DBS CMV DNA viral load significantly correlated with hearing thresholds for the worse and better hearing ears (Spearman's rank correlations: r = 0.445, p = 0.008 and r = 0.481, p = 0.004 respectively). Multivariable logistic regression showed that the effect of DBS viral load on the risk of SNHL remained important, when age and central nervous system involvement had been taken into account (odds ratio (OR) 2.76, 95% confidence interval (CI) 1.14 to 6.63, p = 0.024). The mean log DBS viral load was significantly higher in children with SNHL than in those with normal hearing (2.69 versus 1.64, 95% CI -1.84 to -0.27, p = 0.01). 8/35 (23%) children with unexplained SNHL tested positive for CMV DNA on DBS. One false positive result was obtained.
The risk of SNHL increased with DBS viral load.
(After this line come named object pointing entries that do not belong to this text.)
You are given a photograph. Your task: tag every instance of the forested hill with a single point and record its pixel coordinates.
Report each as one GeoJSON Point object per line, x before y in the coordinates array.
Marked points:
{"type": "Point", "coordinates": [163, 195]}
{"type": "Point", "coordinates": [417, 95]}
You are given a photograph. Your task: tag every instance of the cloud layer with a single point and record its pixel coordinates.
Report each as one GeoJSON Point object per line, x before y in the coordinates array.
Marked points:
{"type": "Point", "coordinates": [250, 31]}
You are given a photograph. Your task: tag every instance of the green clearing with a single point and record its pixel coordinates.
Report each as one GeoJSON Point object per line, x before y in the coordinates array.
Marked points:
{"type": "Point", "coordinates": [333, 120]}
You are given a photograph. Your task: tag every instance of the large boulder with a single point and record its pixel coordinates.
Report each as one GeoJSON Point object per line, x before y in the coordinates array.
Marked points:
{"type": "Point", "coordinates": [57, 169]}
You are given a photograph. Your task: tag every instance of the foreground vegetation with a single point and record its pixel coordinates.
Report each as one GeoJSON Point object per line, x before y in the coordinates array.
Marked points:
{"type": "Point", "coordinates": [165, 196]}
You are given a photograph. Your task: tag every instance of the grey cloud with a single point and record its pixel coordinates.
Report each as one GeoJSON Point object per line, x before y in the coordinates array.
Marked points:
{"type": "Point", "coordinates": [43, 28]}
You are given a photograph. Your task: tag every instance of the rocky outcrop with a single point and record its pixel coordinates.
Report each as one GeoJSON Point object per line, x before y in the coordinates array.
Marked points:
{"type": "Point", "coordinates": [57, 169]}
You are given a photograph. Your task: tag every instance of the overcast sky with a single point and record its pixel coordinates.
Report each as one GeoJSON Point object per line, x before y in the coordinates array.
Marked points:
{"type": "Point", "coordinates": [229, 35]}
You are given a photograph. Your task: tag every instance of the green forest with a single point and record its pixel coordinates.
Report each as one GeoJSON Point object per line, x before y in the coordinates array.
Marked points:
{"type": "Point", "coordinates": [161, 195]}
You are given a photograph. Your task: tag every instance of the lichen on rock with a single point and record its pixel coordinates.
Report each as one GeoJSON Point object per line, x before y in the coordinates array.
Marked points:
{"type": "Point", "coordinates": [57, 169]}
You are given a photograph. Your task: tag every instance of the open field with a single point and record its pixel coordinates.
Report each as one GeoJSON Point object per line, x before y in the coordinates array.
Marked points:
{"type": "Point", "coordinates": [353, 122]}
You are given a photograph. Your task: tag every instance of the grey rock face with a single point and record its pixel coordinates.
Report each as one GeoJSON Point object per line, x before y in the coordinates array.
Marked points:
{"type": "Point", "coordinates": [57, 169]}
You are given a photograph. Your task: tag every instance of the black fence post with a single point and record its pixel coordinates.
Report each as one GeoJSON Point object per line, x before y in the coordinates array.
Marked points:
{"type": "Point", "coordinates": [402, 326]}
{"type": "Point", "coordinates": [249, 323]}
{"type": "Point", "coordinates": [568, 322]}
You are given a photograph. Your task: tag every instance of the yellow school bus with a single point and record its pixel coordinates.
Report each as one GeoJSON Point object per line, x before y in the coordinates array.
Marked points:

Further studies should investigate whether DBS CMV testing has a role in identifying asymptomatic congenitally infected neonates at risk of SNHL, and whether antiviral treatment can reduce this risk.
研究新生儿生化筛查(“古思里”)卡片上干血斑(DBS)中的巨细胞病毒(CMV)病毒载量与先天性CMV所致感音神经性听力损失(SNHL)之间的关系。
采用回顾性病例笔记审查的横断面研究。
英国的七个儿科听力学部门。
84名儿童,中位年龄7岁:43名已知先天性CMV感染,41名原因不明的SNHL患者。
通过定量实时聚合酶链反应(PCR)检测半张DBS的CMV DNA病毒载量。
纯音平均听阈(0.5 - 4 kHz)。
DBS中CMV DNA病毒载量与听力较差和较好耳朵的听阈显著相关(斯皮尔曼等级相关性:r = 0.445,p = 0.008和r = 0.481,p = 0.004)。多变量逻辑回归显示,在考虑年龄和中枢神经系统受累情况后,DBS病毒载量对SNHL风险的影响仍然显著(优势比(OR)2.76,95%置信区间(CI)1.14至6.63,p = 0.024)。SNHL儿童的平均DBS病毒载量对数显著高于听力正常儿童(2.69对1.64,95% CI -1.84至 -0.27,p = 0.01)。35名原因不明的SNHL儿童中有8名(23%)DBS的CMV DNA检测呈阳性。获得了1例假阳性结果。
SNHL风险随DBS病毒载量增加。进一步研究应调查DBS CMV检测在识别有SNHL风险的无症状先天性感染新生儿方面是否有作用,以及抗病毒治疗是否能降低这种风险。